Previously, Facebook would freeze the deceased user’s account, while also add the word “Remembering” next to the person’s name and remove any ads from the profile page. This option for “Memorialized Accounts” is still the default. But now Facebook is letting users in the U.S. to pick a “legacy contact” to post on their page after they die, manage friend requests, update their profile picture and cover photo as well as archive content.

“Facebook is a place to share and connect with friends and family. For many of us, it’s also a place to remember and honor those we’ve lost. When a person passes away, their account can become a memorial of their life, friendships and experiences,” the social networking giant explained in a blog post detailing the new feature.

“Until now, when someone passed away, we offered a basic memorialized account which was viewable, but could not be managed by anyone. By talking to people who have experienced loss, we realized there is more we can do to support those who are grieving and those who want a say in what happens to their account after death.”

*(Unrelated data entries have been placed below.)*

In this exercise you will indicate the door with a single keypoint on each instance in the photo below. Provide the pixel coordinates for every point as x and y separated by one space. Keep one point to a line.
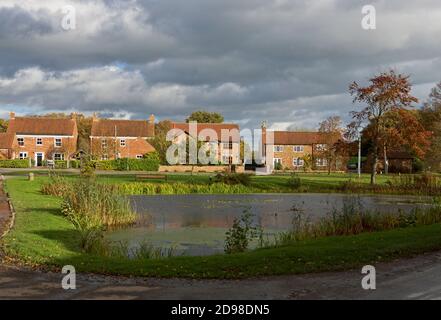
39 157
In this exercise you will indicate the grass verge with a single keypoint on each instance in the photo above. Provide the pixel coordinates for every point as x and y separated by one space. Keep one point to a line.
43 237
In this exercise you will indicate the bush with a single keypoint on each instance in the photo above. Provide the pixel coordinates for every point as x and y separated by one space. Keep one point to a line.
90 205
14 163
233 178
240 234
294 181
150 162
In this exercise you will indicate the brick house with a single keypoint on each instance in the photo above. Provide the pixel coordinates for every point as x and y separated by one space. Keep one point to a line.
39 138
224 138
290 150
112 139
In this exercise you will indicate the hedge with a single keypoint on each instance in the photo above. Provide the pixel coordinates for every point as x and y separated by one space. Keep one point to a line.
15 163
149 163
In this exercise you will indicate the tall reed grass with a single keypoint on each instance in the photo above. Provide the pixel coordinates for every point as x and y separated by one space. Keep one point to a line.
353 219
145 188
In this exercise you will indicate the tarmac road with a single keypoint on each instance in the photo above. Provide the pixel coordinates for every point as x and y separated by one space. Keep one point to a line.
415 278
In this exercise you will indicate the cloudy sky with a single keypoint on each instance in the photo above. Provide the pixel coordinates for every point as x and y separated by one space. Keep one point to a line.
285 61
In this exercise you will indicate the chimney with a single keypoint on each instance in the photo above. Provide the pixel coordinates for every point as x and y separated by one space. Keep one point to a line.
263 137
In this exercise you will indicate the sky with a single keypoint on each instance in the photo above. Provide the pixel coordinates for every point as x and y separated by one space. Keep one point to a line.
288 62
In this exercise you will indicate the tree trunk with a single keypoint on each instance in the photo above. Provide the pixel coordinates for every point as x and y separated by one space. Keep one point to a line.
374 162
386 164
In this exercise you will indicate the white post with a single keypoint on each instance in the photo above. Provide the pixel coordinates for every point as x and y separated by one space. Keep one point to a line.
359 155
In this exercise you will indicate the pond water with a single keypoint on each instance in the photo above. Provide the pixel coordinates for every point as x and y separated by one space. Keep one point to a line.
196 224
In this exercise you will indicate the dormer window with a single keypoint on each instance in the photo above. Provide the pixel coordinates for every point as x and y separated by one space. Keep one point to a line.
58 142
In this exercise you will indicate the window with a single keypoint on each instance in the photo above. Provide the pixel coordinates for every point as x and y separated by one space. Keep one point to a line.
320 162
228 145
297 162
277 162
58 156
58 142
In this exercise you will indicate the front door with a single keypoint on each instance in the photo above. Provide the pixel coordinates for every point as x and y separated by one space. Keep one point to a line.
39 157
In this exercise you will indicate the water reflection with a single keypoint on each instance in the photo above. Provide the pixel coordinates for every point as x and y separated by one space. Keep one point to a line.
196 224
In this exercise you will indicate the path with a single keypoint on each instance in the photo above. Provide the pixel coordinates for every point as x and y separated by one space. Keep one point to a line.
416 278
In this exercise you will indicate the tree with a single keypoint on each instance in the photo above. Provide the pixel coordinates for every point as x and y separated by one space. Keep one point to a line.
386 92
205 117
331 131
160 142
4 125
430 115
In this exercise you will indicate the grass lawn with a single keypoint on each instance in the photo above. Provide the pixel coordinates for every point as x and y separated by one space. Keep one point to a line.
310 182
42 237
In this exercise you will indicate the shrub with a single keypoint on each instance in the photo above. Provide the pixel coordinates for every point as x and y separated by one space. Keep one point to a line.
233 178
294 181
14 163
239 236
57 186
90 205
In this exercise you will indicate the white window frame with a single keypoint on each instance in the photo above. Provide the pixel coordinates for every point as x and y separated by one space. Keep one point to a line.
321 162
298 162
61 156
277 160
23 155
56 144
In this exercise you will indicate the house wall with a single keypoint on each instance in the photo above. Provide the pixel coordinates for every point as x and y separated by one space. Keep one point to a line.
68 146
133 147
288 155
222 152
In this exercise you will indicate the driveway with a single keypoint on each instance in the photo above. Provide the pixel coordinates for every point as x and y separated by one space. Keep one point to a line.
416 278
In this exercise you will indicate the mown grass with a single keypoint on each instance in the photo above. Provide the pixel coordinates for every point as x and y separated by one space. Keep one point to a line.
43 237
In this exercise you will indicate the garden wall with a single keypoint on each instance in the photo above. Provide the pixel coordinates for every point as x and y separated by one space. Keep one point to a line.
207 169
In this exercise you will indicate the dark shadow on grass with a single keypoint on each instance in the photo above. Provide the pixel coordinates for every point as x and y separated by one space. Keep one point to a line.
70 239
53 211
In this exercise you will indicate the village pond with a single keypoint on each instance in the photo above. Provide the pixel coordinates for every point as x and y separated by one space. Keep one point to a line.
196 224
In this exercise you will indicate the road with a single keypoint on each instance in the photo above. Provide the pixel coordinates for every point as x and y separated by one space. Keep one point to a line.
416 278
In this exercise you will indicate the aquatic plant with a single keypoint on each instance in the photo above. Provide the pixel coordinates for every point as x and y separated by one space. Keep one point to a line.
242 232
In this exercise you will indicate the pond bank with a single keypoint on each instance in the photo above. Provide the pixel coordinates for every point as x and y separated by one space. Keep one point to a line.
415 278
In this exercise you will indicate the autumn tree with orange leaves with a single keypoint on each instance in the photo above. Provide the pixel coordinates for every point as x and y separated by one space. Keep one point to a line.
385 93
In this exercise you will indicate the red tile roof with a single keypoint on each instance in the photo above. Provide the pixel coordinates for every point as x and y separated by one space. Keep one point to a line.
6 140
296 138
42 126
124 128
229 129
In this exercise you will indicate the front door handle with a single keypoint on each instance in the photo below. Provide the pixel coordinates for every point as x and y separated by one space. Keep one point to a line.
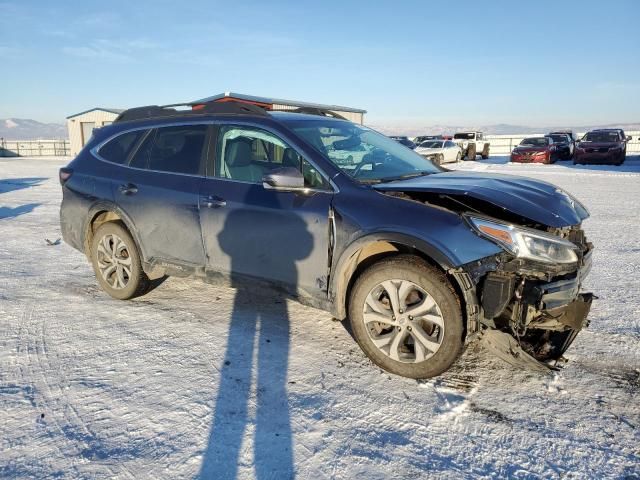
211 201
128 189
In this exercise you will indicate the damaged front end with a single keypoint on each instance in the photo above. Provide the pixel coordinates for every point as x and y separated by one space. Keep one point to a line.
525 302
531 312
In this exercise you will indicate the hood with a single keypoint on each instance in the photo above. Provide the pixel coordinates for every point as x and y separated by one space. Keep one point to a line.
528 149
539 201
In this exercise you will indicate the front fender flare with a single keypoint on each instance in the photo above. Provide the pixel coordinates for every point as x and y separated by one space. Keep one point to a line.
344 267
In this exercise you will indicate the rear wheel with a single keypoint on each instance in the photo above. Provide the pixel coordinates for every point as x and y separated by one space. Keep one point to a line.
116 262
406 317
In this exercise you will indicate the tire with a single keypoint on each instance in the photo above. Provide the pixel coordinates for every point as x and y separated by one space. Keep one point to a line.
485 152
127 279
471 151
425 284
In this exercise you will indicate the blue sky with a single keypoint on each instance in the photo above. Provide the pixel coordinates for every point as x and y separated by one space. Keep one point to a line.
406 62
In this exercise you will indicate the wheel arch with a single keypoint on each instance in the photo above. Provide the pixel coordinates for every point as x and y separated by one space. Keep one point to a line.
365 251
103 212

“If someone chooses, they may give their legacy contact permission to download an archive of the photos, posts and profile information they shared on Facebook. Other settings will remain the same as before the account was memorialized.”

However, the feature will not let the “Legacy Contact” view or answer private messages sent to the original account holder, edit old posts or delete the entire account, the company noted. Users will also have the option to get their accounts deleted after their death, which was not possible before.

Interested users can add a legacy contact through Settings > Security > Legacy Contact.

The new Legacy contact feature is currently available for U.S. users only; support in other countries is expected to follow soon.